Wamenkeu Anggito Minta Ditjen Pajak Buru Pelaku Shadow Economy, Terutama Judi Online
Bisnis.com, JAKARTA — Wakil Menteri Keuangan Anggito Abimanyu mendorong Direktorat Jenderal Pajak (Ditjen Pajak) untuk menjaring para pelaku ekonomi bayangan atau shadow economy yang mengganggu penerimaan pajak Indonesia, tidak terkecuali pelaku judi online.
Melansir dari Investopedia, shadow economy mengacu pada transaksi ekonomi yang dianggap ilegal, baik karena barang atau jasa yang diperdagangkan melanggar hukum, atau karena transaksi tidak memenuhi persyaratan pelaporan pemerintah. Shadow economy disebut juga sebagai underground economy atau ekonomi bawah tanah atau ekonomi informal.
Lebih lanjut Anggito menjelaskan bahwa fakta yang terjadi, tidak sedikit masyarakat Indonesia yang melakukan judi dengan bertaruh secara daring atau online betting, seperti bertaruh soal skor sepak bola klub-klub Inggris, maupun jud-judi dalam bentuk lainnya.
"Sudah enggak kena denda, dianggap tidak haram, enggak bayar pajak lagi. Padahal kan dia menang itu. Kalau dia dapat winning itu kan nambah PPh [Pajak Penghasilan]," ungkapnya dalam Rapat Terbuka Senat Puncak Dies Natalis ke-15 & Lustrum III Sekolah Vokasi UGM Tahun 2024, Senin (28/10/2024).
Namun kenyataannya, tidak mungkin para pelaku tersebut melaporkan harta yang didapatkan dari kemenangan judi online. Hal ini lah yang harus menjadi perhatian para pegawai Ditjen Pajak.
"Jadi teman-teman pajak mesti pintar. Untuk mencari bahwa ini ada tambahan super income yang berasal dari underground economy termasuk gaming online," lanjutnya.
Persoalan ini pun menjadi pembahasan dalam kegiatan retreat yang diselenggarakan Prabowo di Magelang pada Kamis hingga Minggu pekan lalu.

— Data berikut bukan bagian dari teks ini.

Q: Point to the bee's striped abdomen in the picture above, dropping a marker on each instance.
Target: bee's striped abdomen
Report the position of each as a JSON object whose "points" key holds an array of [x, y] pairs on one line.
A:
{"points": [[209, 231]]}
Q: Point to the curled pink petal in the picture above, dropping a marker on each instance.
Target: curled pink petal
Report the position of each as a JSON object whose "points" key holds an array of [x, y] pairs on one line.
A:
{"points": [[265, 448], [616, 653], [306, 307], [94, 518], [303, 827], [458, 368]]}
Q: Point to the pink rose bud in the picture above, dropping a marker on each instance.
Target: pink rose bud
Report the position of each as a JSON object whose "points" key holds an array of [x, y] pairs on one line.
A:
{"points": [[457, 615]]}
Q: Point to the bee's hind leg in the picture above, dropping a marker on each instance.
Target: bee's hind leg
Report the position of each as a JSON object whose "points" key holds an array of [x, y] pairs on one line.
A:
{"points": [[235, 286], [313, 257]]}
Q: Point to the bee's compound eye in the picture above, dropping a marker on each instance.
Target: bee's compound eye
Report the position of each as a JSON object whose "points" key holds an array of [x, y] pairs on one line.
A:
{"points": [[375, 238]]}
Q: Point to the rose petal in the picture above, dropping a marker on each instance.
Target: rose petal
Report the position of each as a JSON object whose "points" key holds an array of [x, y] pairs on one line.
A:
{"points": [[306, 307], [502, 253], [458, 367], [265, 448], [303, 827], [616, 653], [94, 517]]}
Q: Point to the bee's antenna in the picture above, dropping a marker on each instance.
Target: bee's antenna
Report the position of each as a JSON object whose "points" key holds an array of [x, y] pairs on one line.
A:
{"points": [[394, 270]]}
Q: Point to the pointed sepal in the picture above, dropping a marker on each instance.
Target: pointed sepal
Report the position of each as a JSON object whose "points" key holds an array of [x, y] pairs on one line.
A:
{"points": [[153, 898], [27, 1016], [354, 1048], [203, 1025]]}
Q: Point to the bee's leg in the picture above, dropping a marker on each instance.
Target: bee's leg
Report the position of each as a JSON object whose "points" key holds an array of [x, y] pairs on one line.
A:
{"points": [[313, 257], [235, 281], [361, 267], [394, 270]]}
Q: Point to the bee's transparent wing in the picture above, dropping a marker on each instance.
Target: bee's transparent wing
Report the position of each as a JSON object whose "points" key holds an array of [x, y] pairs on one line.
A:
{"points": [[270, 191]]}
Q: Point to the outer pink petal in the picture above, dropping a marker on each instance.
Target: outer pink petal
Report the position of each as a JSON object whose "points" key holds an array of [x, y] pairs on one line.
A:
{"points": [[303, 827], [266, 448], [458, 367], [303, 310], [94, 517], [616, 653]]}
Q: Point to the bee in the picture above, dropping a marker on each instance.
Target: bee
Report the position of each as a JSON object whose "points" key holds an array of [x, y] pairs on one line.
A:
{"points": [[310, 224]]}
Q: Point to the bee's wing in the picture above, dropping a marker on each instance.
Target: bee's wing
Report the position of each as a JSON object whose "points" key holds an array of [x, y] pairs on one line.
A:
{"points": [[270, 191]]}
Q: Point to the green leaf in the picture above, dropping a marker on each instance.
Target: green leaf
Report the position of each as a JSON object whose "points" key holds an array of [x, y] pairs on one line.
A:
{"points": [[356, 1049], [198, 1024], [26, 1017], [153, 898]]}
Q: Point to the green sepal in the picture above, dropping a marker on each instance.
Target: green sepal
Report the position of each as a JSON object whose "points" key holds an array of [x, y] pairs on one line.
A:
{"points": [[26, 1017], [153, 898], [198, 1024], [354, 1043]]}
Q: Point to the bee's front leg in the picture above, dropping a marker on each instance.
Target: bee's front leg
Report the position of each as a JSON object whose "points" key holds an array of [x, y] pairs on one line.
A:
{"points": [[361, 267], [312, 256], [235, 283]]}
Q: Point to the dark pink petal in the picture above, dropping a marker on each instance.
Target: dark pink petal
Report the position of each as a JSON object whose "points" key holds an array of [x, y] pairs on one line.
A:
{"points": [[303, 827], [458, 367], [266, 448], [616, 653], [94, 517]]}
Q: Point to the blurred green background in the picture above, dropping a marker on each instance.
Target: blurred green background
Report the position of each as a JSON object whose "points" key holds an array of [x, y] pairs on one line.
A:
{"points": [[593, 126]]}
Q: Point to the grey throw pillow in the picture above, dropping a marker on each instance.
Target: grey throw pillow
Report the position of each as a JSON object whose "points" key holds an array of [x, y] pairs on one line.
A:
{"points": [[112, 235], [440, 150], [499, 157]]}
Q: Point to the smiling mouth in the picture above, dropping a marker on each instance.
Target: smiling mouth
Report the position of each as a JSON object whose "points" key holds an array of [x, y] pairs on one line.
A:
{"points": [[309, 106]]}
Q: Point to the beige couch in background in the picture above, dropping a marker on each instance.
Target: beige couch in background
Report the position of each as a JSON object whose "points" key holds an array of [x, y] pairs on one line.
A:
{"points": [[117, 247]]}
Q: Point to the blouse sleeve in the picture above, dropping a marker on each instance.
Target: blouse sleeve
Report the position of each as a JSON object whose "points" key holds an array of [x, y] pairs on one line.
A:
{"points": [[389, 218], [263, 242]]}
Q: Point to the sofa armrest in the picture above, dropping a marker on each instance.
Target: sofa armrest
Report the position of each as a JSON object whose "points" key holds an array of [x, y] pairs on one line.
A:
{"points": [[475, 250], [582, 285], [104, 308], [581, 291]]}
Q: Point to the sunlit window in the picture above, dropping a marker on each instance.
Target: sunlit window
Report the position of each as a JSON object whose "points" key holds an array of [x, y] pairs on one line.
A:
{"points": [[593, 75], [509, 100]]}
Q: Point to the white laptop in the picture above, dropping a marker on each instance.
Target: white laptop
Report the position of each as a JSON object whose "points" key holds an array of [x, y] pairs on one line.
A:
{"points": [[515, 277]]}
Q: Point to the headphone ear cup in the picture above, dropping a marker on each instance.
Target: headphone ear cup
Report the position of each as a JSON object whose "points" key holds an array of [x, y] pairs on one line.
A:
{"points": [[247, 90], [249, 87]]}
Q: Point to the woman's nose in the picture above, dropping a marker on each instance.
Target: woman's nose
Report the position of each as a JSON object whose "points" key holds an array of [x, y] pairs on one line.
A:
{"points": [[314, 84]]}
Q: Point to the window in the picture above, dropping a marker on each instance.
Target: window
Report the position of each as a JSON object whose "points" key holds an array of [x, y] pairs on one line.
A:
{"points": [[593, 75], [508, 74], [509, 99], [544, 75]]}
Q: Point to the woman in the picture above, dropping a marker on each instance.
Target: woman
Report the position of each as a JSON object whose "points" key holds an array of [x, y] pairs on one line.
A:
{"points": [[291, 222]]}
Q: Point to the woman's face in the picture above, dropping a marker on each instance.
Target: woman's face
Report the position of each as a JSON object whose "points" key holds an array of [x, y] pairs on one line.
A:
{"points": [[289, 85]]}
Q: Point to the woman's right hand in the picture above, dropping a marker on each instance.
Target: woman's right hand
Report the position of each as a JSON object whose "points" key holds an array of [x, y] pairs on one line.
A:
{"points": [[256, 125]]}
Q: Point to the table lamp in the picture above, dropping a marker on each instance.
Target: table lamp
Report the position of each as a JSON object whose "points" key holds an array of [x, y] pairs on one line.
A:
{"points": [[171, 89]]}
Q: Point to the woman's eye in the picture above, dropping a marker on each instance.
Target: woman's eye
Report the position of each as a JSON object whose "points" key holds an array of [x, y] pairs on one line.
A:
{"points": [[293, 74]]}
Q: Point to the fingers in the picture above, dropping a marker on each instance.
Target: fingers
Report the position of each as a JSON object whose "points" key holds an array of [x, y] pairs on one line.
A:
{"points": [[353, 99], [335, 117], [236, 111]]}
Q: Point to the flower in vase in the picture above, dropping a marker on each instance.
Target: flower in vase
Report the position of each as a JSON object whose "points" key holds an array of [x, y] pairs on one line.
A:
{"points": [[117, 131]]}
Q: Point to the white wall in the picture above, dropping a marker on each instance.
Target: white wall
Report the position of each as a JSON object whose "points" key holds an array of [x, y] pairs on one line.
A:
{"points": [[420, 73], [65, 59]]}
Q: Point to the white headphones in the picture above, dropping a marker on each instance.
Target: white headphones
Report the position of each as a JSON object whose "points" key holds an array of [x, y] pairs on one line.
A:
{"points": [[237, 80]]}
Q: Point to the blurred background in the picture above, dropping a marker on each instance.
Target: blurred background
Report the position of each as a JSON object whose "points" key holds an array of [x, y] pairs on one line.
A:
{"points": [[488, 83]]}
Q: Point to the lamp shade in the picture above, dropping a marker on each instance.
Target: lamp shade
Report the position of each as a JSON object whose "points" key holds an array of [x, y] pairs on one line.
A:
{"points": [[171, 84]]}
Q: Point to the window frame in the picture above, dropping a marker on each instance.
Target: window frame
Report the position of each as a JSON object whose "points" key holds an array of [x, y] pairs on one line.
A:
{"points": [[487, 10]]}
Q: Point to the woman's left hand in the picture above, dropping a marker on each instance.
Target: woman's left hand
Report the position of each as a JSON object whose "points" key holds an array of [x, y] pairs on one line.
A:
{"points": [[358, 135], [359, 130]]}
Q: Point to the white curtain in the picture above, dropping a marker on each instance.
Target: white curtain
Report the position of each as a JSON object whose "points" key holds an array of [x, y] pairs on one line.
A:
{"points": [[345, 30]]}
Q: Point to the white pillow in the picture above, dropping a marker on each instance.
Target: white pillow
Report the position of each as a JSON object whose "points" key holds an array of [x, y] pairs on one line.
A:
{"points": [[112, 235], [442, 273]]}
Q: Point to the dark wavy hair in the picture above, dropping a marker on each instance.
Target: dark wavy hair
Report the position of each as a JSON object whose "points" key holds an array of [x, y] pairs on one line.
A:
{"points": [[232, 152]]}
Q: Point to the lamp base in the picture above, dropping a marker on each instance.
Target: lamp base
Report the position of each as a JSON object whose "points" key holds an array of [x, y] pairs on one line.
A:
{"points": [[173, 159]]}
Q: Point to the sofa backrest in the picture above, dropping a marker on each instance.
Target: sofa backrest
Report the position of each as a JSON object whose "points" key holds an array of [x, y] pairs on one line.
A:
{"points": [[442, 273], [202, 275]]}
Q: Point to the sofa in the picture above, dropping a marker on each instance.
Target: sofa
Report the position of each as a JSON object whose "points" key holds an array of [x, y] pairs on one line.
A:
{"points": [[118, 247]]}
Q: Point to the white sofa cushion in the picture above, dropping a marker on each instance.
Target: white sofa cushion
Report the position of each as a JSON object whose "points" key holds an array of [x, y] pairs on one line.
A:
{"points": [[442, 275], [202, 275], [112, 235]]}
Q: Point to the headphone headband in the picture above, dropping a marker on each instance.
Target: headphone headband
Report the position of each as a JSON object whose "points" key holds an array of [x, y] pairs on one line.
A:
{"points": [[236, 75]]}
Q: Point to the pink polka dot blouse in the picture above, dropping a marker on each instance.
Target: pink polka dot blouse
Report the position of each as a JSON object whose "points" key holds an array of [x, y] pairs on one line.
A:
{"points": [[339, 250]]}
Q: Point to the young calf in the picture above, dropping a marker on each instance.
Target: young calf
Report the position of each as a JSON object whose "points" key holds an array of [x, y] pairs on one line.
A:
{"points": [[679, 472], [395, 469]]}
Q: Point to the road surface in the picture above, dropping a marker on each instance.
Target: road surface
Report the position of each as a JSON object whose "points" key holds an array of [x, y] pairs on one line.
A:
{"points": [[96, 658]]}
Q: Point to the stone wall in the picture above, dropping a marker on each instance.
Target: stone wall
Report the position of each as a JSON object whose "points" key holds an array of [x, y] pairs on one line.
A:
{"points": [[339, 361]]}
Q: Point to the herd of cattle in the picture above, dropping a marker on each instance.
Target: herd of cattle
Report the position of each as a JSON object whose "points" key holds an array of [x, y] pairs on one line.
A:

Anggito menyebutkan bahwa penghasilan yang didapatkan dari kegiatan tersebut tidak terekam radar pajak.
Padahal, pendapatan pajak yang tidak tertagih dapat memperlambat pertumbuhan ekonomi dan menghambat pembuatan program-program publik.
"Kita membuka mata bahwa sebenarnya banyak underground economy yang tidak terdaftar, tidak terekam, dan tidak bayar pajak. Jadi yang kaya gitu yang kita ambil," jelas Anggito.
Sebelumnya, Pusat Pelaporan dan Analisis Transaksi Keuangan (PPATK) sempat memperkirakan shadow economy yang terjadi di Indonesia berkisar 30%—40% dari produk domestik bruto (PDB).
Pemerintah sebelumnya dalam Buku Nota II Keuangan dan RAPBN 2024 menyoroti peningkatan shadow economy menjadi tantangan utama dalam pencapaian target penerimaan pajak. Dalam hal ini, meningkatnya shadow economy sebagai konsekuensi perubahan struktur perekonomian yang mengarah pada digitalisasi dan tingginya sektor informal.
Digitalisasi pada berbagai sektor ekonomi memang berdampak bagi kemudahan berusaha dan penyederhanaan proses bisnis. Sayangnya, ada potensi terjadinya peningkatan penghindaran kewajiban perpajakan jika tidak ada sistem perpajakan untuk menangkap aktivitas ekonomi digital tersebut.
Alhasil, hal ini akan memengaruhi penerimaan perpajakan di masa mendatang akibat basis perpajakan yang stagnan karena tingginya shadow economy dan rendahnya kepatuhan perpajakan.